The severity of DSS-induced colitis is increased in Glp1r−/− mice. Glp1r+/+ or Glp1r−/− mice were maintained on either regular drinking water (Veh) or water supplemented with 3% DSS for 7 days. Body weight and water intake were measured daily for the duration of the treatment. Change in body weight (A), daily water intake (B), colon length (C), disease activity index (DAI) (D), colon histology (E), and colon damage score (F) were recorded. For AF, n = 9–12 mice/group. *P < 0.05, **P < 0.01, ***P < 0.001 vs. Glp1r+/+ (A, C, and F). *P < 0.05 vs. Glp1r+/+ Veh; #P < 0.05 vs. Glp1r+/+ DSS (D).

Intestinal GLP-1R Signaling Modulates the Expression of Genes Involved in Immune Regulation and Epithelial Protection and Repair

To understand how GLP-1R signaling controls mucosal integrity, we examined expression of genes important for epithelial repair, barrier function, and immune regulation in the colon of Glp1r−/− and Glp1r+/+ mice in the presence or absence of DSS-induced colitis (Fig. 5 and Supplementary Fig. 2).
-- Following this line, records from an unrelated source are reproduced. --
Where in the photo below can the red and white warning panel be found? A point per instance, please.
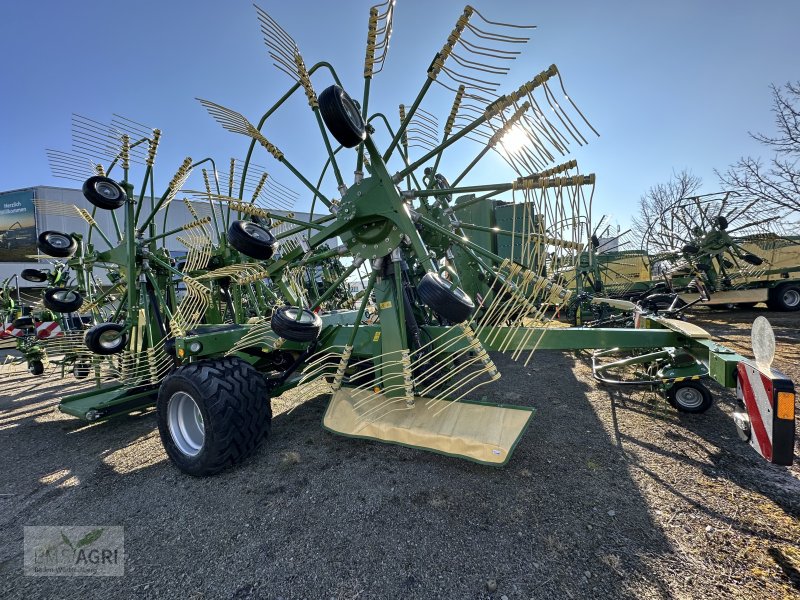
(769, 399)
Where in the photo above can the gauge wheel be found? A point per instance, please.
(106, 338)
(23, 323)
(342, 117)
(56, 244)
(104, 193)
(35, 367)
(296, 324)
(452, 304)
(785, 297)
(62, 300)
(34, 275)
(690, 397)
(213, 414)
(81, 370)
(252, 239)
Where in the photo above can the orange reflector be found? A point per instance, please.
(786, 405)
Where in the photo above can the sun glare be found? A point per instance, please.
(514, 140)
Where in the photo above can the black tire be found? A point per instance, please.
(785, 297)
(104, 193)
(284, 322)
(106, 338)
(752, 259)
(34, 275)
(35, 367)
(661, 301)
(56, 244)
(62, 300)
(454, 305)
(81, 370)
(690, 397)
(233, 403)
(23, 323)
(342, 117)
(252, 239)
(725, 306)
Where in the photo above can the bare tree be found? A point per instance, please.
(658, 225)
(776, 183)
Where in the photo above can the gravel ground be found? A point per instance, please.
(607, 496)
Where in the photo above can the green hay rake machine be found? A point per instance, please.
(38, 321)
(264, 302)
(744, 260)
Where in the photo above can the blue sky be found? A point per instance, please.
(669, 85)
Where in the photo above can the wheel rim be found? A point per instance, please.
(107, 190)
(64, 296)
(689, 397)
(56, 240)
(110, 339)
(185, 422)
(256, 232)
(791, 298)
(305, 317)
(351, 111)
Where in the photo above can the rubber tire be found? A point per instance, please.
(43, 244)
(23, 323)
(454, 305)
(293, 330)
(63, 306)
(752, 259)
(35, 367)
(81, 370)
(342, 117)
(250, 245)
(706, 403)
(777, 300)
(34, 275)
(116, 198)
(93, 335)
(234, 401)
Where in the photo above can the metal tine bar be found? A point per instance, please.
(568, 124)
(536, 144)
(470, 64)
(496, 37)
(284, 69)
(89, 139)
(97, 131)
(141, 129)
(425, 115)
(281, 41)
(422, 127)
(277, 50)
(575, 106)
(453, 75)
(423, 137)
(500, 24)
(271, 183)
(539, 124)
(490, 52)
(543, 120)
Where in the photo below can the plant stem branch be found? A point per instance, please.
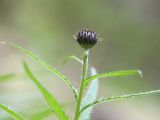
(84, 75)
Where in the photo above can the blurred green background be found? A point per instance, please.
(130, 33)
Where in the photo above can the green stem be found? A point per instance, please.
(84, 75)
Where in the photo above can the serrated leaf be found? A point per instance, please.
(90, 97)
(119, 97)
(121, 73)
(55, 106)
(72, 58)
(11, 112)
(46, 66)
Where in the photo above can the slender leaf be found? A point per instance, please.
(121, 73)
(41, 115)
(15, 115)
(90, 97)
(71, 58)
(55, 106)
(119, 97)
(7, 77)
(46, 66)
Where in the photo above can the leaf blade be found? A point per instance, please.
(55, 106)
(46, 66)
(90, 97)
(120, 97)
(121, 73)
(11, 112)
(72, 57)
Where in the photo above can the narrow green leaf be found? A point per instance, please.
(71, 58)
(15, 115)
(41, 115)
(90, 97)
(119, 97)
(46, 66)
(7, 77)
(55, 106)
(121, 73)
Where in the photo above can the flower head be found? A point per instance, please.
(86, 38)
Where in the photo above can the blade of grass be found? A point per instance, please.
(120, 97)
(11, 112)
(55, 106)
(41, 115)
(121, 73)
(46, 66)
(7, 77)
(90, 97)
(72, 58)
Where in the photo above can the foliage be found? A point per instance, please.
(84, 104)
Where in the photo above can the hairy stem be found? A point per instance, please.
(84, 75)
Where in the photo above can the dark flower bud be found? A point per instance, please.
(86, 38)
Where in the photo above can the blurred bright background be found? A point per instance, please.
(130, 30)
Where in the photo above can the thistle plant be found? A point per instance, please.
(86, 95)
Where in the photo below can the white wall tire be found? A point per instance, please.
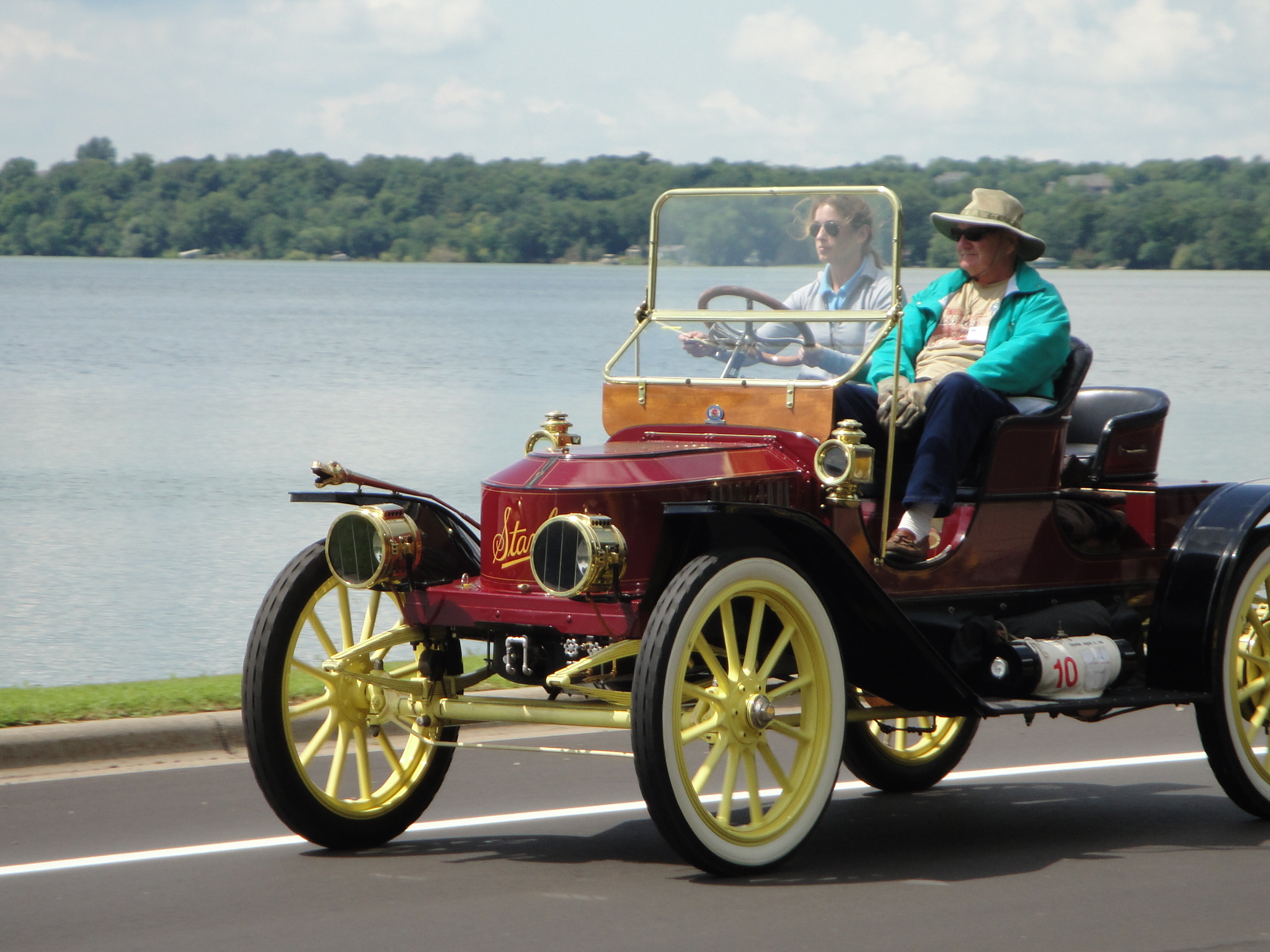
(732, 792)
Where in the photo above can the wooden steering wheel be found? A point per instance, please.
(728, 335)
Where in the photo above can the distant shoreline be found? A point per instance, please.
(1160, 215)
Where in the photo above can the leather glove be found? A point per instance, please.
(884, 397)
(912, 404)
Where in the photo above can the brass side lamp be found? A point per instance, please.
(842, 464)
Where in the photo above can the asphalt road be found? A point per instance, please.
(1116, 857)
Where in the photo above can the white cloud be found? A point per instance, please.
(335, 111)
(813, 84)
(18, 43)
(399, 25)
(748, 120)
(464, 95)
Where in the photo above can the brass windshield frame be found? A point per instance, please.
(649, 314)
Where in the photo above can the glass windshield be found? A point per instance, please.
(765, 284)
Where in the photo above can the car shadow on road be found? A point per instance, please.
(946, 834)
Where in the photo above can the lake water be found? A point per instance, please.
(154, 415)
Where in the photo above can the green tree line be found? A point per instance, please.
(1192, 214)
Remarkably, even in the absence of experimental gut injury, Glp1r−/− mice exhibited significant reductions in expression of genes that contribute to epithelial protection and repair (trefoil factor [Tff]-1 and -2, transforming growth factor [Tgf]-b1 and -3, epidermal growth factor receptor [Egfr], keratinocyte growth factor [Fgf7], hepatocyte growth factor [Hgf]), the innate immune response (Il6, Il1b), and inflammation (Il12b). Furthermore, induction of gut injury with DSS produced differential colonic gene expression (Tff3, Tgfb2, Ifng, Hgf) in Glp1r+/+ versus Glp1r−/− mice. These findings illustrate that GLP-1R signaling regulates genes important for intestinal homeostasis in the presence and absence of gut inflammation.

Figure 5
Figure 5

GLP-1R signaling modulates the colonic expression of genes important for immune regulation and epithelial protection and repair. Gene expression was examined in colonic RNA samples from Glp1r+/+ (WT) or Glp1r−/− (knockout [KO]) mice (n = 8–12 mice/group) maintained on regular drinking water or drinking water supplemented with 3% DSS for 7 days. *P < 0.05, **P < 0.01, ***P < 0.001 for Glp1r+/+ vs. Glp1r−/− on regular drinking water; #P < 0.05, ##P < 0.01, ###P < 0.001 for Glp1r+/+ vs. Glp1r−/− on DSS drinking water.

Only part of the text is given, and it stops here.